NVIDIA-NeMo · ananthsub · Aug 12, 2025 · Aug 13, 2025 · Aug 20, 2025 · mikolajblaz
diff --git a/nemo/lightning/pytorch/strategies/megatron_strategy.py b/nemo/lightning/pytorch/strategies/megatron_strategy.py
@@ -179,7 +179,7 @@ class MegatronStrategy(DDPStrategy, io.IOMixin):
         save_ckpt_format (str): Distributed checkpoint format to use for checkpoint saving. Should be one of
             'torch_dist' or 'zarr'. Defaults to 'torch_dist'.
         ckpt_async_save (bool): Whether to save checkpoints asynchronously to reduce checkpointing overhead.
-            Defaults to True.
+            Defaults to False.
         ckpt_torch_dist_multiproc (int): Number of extra processes per rank used during ckpt save
             with PyTorch distributed format. Defaults to None.
         ckpt_assume_constant_structure (bool): Allows caching some computation across checkpoint saves.
@@ -266,7 +266,7 @@ def __init__(
         use_te_rng_tracker: bool = False,
         use_sharp: bool = False,
         save_ckpt_format: str = "torch_dist",
-        ckpt_async_save: bool = True,
+        ckpt_async_save: bool = False,
         ckpt_torch_dist_multiproc: int = None,  ## TODO(ashors): put elsewhere?
         ckpt_assume_constant_structure: bool = False,
         ckpt_parallel_save: bool = True,

diff --git a/nemo/lightning/pytorch/strategies/utils.py b/nemo/lightning/pytorch/strategies/utils.py
@@ -197,8 +197,10 @@ def create_checkpoint_io(wrapping_ckpt_io=None, **kwargs):
 
     if wrapping_ckpt_io:
         checkpoint_io = wrapping_ckpt_io(checkpoint_io)
-    if kwargs.get("async_save", False):
-        checkpoint_io = AsyncFinalizableCheckpointIO(checkpoint_io)
+
+    async_save = kwargs.get("async_save", False)
+    if async_save:
+        checkpoint_io = AsyncFinalizableCheckpointIO(checkpoint_io, persistent_workers=True)
 
     return checkpoint_io
 

diff --git a/nemo/utils/callbacks/dist_ckpt_io.py b/nemo/utils/callbacks/dist_ckpt_io.py
@@ -98,17 +98,18 @@ class AsyncFinalizableCheckpointIO(_WrappingCheckpointIO):
     Args:
         checkpoint_io (CheckpointIO): wrapped checkpoint_io object. Must be
             of type AsyncCompatibleCheckpointIO.

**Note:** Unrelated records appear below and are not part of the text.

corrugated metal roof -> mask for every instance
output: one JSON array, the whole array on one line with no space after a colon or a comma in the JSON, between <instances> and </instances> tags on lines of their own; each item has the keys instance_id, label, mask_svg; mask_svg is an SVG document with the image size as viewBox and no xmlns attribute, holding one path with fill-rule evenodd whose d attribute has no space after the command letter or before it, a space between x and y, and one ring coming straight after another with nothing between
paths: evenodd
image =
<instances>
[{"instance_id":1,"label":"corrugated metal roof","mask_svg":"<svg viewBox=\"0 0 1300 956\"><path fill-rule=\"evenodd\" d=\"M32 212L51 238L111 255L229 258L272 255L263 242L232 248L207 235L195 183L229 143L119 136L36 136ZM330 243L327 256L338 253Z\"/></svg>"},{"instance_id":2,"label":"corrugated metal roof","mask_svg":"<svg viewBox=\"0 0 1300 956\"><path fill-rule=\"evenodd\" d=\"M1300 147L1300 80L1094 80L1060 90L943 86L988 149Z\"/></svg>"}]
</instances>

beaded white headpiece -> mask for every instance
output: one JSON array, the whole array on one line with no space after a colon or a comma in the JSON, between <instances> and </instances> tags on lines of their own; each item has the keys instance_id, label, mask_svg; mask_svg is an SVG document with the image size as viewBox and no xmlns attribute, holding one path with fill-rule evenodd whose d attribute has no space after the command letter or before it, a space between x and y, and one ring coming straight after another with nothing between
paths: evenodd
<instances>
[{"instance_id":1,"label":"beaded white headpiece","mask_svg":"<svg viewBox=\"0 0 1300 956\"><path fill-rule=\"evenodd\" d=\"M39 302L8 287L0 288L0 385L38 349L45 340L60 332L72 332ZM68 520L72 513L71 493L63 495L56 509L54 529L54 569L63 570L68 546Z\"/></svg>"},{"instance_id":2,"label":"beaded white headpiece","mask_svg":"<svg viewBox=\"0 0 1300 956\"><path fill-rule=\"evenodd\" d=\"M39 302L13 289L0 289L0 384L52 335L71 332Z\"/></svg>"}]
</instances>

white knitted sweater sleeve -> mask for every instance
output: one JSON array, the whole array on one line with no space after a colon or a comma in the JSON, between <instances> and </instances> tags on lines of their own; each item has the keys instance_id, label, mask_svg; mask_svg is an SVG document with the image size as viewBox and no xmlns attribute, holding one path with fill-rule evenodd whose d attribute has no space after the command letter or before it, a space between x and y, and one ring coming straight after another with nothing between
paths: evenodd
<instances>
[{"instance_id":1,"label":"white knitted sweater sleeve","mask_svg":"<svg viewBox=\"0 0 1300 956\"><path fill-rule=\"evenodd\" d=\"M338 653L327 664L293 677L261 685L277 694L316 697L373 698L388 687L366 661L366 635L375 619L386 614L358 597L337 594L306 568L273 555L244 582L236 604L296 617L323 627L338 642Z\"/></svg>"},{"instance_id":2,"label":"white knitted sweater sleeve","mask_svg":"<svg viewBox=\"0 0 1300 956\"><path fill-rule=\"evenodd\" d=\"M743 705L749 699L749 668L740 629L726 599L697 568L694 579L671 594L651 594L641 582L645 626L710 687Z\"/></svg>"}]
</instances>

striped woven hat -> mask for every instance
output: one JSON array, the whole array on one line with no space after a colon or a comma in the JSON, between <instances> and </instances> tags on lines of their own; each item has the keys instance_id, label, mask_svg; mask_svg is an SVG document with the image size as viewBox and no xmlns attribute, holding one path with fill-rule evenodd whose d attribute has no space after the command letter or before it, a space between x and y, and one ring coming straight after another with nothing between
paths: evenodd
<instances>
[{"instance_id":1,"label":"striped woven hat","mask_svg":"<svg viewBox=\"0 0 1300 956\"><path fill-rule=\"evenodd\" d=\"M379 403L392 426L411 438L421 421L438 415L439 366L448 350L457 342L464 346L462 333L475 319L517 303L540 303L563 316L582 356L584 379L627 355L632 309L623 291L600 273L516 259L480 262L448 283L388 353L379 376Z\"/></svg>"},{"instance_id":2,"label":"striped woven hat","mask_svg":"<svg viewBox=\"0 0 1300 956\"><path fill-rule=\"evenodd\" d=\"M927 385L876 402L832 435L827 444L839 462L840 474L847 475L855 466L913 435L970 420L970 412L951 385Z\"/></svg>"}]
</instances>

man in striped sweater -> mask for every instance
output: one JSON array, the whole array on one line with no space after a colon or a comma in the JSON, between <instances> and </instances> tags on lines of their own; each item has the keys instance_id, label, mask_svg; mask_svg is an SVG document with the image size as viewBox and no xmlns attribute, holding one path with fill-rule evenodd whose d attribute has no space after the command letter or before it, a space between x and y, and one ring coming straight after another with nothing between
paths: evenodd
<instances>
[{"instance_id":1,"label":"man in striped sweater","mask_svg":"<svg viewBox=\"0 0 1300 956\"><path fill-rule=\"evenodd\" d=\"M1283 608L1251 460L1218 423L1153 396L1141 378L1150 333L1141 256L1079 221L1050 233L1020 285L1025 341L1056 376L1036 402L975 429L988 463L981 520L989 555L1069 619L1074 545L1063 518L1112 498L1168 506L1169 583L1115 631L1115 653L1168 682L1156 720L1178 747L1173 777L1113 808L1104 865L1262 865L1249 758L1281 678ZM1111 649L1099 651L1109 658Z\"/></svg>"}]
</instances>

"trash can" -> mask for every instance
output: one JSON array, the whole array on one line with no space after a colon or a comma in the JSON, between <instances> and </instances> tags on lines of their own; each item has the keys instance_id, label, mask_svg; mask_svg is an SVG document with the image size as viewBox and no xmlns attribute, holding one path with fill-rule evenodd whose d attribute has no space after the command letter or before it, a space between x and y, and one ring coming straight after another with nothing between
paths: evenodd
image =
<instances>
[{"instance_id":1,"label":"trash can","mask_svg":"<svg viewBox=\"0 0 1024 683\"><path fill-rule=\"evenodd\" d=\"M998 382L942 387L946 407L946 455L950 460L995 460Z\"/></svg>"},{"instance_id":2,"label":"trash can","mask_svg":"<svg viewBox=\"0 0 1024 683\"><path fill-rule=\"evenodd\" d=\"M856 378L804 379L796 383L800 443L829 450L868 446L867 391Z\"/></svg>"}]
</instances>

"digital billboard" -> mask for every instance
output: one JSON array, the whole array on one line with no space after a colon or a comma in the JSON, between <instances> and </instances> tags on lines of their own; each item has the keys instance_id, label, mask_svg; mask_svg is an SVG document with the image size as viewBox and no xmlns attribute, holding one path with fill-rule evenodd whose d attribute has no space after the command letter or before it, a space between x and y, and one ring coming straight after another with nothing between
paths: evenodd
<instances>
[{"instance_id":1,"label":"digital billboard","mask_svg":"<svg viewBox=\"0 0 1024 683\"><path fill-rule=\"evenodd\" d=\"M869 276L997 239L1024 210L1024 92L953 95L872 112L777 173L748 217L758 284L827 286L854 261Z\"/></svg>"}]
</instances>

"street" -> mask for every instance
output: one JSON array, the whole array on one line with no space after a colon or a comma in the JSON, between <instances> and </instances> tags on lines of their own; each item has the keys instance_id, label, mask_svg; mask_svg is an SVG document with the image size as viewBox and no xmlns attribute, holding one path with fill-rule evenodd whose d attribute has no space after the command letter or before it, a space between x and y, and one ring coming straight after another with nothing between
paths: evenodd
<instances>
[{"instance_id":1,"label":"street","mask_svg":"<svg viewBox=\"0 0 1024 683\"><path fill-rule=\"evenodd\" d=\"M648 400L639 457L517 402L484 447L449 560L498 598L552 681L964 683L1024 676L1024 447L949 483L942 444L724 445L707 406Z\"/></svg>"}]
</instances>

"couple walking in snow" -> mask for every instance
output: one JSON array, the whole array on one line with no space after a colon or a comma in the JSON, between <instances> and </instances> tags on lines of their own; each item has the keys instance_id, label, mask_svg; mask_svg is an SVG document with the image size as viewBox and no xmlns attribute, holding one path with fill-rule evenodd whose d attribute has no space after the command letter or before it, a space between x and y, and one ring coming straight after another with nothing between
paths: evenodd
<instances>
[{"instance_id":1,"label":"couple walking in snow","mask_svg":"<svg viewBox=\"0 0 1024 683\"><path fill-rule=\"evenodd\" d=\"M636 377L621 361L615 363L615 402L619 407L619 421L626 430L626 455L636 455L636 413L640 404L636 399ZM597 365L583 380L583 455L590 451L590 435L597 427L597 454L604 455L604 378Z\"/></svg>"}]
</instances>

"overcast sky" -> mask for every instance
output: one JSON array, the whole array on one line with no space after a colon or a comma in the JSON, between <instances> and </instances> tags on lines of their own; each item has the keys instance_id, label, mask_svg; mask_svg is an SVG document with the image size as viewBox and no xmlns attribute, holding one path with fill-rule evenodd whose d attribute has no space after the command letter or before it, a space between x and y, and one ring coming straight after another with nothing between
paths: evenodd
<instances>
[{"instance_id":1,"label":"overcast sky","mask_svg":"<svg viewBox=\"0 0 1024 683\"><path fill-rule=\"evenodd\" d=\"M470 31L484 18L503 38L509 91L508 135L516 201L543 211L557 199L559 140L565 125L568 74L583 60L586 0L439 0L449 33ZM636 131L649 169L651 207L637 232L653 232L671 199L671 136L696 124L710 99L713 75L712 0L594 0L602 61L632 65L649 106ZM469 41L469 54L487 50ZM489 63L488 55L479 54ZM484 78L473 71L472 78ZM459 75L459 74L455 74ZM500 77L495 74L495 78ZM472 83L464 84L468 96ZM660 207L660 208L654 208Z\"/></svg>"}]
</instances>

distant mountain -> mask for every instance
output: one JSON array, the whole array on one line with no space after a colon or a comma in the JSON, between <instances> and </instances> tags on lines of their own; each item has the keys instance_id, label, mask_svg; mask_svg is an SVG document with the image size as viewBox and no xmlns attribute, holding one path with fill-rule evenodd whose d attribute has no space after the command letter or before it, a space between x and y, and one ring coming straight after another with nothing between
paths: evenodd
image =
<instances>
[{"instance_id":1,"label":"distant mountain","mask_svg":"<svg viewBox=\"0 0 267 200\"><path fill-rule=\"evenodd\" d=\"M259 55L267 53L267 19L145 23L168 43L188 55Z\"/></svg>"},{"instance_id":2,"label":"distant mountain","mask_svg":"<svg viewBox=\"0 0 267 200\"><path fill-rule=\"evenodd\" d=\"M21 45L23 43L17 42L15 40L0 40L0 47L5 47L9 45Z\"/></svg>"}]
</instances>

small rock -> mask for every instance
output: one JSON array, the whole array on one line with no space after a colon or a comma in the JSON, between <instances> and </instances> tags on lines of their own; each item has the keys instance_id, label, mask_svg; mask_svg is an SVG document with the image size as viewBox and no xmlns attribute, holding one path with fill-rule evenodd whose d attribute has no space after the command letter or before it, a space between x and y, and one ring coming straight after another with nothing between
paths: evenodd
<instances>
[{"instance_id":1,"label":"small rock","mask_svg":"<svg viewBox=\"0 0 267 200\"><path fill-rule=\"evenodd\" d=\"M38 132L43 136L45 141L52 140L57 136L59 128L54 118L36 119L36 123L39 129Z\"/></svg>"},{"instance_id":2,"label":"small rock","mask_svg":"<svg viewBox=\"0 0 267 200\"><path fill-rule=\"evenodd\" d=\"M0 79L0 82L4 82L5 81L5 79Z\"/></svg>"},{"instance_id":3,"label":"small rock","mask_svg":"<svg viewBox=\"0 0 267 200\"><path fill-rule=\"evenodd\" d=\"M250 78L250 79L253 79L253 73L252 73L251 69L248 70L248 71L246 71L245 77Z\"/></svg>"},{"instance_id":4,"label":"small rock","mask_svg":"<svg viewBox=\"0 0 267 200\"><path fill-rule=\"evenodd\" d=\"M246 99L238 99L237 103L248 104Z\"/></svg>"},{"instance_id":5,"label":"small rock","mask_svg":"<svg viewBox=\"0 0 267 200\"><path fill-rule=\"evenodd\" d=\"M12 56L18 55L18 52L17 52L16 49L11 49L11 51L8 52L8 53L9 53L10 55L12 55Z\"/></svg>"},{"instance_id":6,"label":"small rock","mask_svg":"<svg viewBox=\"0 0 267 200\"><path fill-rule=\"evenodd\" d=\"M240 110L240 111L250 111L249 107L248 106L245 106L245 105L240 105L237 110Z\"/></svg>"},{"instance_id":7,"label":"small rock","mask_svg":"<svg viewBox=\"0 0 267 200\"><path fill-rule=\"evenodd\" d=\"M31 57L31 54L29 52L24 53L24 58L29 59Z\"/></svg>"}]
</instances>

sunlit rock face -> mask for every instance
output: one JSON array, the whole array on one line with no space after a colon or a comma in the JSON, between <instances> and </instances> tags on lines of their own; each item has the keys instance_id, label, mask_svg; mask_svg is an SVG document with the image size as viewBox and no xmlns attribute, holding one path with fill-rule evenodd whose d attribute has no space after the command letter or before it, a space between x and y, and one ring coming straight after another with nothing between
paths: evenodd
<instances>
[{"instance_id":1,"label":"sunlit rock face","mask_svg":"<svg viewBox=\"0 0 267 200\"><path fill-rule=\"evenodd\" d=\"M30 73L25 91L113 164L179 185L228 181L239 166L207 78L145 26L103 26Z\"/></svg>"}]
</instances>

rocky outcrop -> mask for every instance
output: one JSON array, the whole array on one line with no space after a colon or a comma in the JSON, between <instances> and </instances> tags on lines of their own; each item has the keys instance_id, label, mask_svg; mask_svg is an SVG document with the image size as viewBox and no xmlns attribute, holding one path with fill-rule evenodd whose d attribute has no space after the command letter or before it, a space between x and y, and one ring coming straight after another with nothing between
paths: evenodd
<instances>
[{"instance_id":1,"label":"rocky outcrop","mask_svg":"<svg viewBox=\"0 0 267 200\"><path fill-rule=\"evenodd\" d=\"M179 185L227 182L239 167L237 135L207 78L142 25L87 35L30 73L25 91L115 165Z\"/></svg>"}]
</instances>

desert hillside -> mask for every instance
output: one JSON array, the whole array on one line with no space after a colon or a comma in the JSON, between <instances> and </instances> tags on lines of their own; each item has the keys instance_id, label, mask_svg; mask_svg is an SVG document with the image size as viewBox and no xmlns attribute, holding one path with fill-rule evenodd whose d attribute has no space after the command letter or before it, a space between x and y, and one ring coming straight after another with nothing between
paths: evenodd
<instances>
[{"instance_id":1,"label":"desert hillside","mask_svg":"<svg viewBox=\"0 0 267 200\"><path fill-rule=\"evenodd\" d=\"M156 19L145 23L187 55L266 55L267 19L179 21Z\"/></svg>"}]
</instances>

+        persistent_workers (bool): whether to use persistent workers for checkpoint writing. Defaults to False.
     Requires the underlying checkpoint_io.save_checkpoint to return save_fn, save_args, finalize_fn.
     """
 
-    def __init__(self, checkpoint_io: AsyncCompatibleCheckpointIO) -> None:
+    def __init__(self, checkpoint_io: AsyncCompatibleCheckpointIO, persistent_workers: bool = False) -> None:
         if not HAVE_MEGATRON_CORE:
             raise ImportError(IMPORT_ERROR)
         if not isinstance(checkpoint_io, AsyncCompatibleCheckpointIO):
             raise ValueError(f'Incompatible wrapped checkpoint_io type: {type(checkpoint_io)}')
 
         super().__init__(checkpoint_io)
-        self.async_calls_queue = AsyncCallsQueue()
+        self.async_calls_queue = AsyncCallsQueue(persistent=persistent_workers)
 
     def save_checkpoint(self, checkpoint: Dict[str, Any], path: _PATH, storage_options: Optional[Any] = None) -> None:
         """Executes async request returned from the underlying checkpoint_io asynchronously.